Would Arizona voters agree to limit their power? Maybe, if they got this

Manuel Galdamez, a member of Rural Arizonans for Accountability, walks through a neighborhood in northern Pima County to gather signatures for a petition  || PHOTO BY NATHAN BROWN/ARIZONA CAPITOL TIMES

Opinion: Arizona already has tough requirements to place citizen-led initiatives on the ballot. Lawmakers need better reasons to make them even tougher.

Abe Kwok

Arizona Republic

Not every effort to restrict citizens-led initiatives is meritless. Or even unpopular. 

The 2022 election offered ample proof. 

Arizonans approved two of the three initiatives to tighten standards — one requiring 60% approval or more on ballot measures to raise taxes, the other limiting them to a single subject. 

While I had reservations of varying degrees about all three proposals, I believe Arizonans got it right. 

Will they do so again with the latest Legislature-referred measure to curb voters’ powers of redress? 

All 30 districts would need signatures

The 2024 ballot proposal makes gathering signatures to qualify a citizens-led initiative that much more difficult. 

Voters have greater reasons to be skeptical this time. 

To qualify a measure for the ballot now, citizens need the signatures of 10% of the turnout in the most recent gubernatorial election.
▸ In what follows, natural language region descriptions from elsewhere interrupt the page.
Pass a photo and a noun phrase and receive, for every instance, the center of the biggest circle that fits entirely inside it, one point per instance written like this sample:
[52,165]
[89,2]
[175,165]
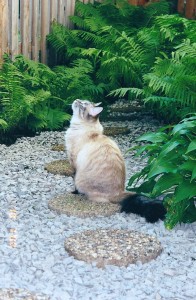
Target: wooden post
[35,30]
[45,27]
[181,6]
[69,11]
[190,9]
[53,10]
[61,11]
[25,27]
[133,2]
[3,27]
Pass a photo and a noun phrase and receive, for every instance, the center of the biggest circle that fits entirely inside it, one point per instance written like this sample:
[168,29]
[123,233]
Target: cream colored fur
[97,160]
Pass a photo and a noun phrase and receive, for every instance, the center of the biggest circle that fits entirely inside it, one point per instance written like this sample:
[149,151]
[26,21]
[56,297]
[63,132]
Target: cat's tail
[151,210]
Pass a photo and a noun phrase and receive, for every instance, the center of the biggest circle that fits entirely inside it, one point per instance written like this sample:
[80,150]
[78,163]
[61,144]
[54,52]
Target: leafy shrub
[27,101]
[111,36]
[170,170]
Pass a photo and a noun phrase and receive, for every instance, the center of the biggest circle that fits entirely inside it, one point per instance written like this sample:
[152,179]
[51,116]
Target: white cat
[99,165]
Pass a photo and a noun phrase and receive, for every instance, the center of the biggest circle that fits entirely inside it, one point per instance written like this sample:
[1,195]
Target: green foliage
[171,86]
[170,170]
[76,82]
[27,101]
[117,38]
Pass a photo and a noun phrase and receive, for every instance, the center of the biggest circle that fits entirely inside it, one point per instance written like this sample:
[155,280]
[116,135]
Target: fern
[27,100]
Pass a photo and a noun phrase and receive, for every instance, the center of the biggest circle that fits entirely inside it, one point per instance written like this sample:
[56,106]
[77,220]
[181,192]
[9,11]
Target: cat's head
[86,110]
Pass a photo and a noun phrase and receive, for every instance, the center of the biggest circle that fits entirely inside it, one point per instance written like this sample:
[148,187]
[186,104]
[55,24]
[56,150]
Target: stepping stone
[19,294]
[116,130]
[79,206]
[61,167]
[58,147]
[112,247]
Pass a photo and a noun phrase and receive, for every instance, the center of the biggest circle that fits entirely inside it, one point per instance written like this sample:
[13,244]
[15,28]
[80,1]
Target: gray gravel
[32,254]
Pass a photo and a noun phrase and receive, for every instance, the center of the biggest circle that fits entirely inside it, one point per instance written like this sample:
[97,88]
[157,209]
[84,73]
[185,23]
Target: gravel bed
[79,206]
[32,237]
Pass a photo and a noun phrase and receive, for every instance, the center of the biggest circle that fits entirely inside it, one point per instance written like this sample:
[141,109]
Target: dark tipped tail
[151,210]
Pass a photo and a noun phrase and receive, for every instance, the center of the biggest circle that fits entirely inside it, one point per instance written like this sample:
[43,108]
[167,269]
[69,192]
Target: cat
[99,165]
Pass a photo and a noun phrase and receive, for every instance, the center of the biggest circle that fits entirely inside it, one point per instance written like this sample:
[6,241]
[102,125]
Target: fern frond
[3,124]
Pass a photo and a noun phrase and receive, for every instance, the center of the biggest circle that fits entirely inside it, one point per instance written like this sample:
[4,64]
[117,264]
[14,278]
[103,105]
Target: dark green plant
[27,101]
[170,171]
[110,36]
[170,88]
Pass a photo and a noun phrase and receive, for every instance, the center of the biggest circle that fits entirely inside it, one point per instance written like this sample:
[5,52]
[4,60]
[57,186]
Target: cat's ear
[97,104]
[94,111]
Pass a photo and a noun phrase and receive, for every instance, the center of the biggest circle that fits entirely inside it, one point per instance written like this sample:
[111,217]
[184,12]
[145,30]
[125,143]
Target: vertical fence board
[190,9]
[53,10]
[25,23]
[181,6]
[3,27]
[61,11]
[35,30]
[45,28]
[69,11]
[14,34]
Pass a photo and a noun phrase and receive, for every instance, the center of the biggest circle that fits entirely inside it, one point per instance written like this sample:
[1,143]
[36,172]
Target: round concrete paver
[19,294]
[113,247]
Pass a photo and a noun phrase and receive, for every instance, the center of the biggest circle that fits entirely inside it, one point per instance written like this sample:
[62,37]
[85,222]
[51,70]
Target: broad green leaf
[188,165]
[179,128]
[185,190]
[193,174]
[161,167]
[3,124]
[153,137]
[166,182]
[169,146]
[191,147]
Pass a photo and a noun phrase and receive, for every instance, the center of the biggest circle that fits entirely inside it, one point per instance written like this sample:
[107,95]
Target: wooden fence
[24,25]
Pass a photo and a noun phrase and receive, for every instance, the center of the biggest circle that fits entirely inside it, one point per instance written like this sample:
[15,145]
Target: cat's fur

For constitutional amendments, the percentage goes up to 15%. 

There are no restrictions on where the signatures are gathered. 

In practice, backers concentrate on Maricopa, Pima and a handful of other populous counties because they get the best bang for their buck spent on petition-circulators.

The initiative referred by the Legislature would mandate that the 10% and 15% threshold on signatures are met in all 30 legislative districts.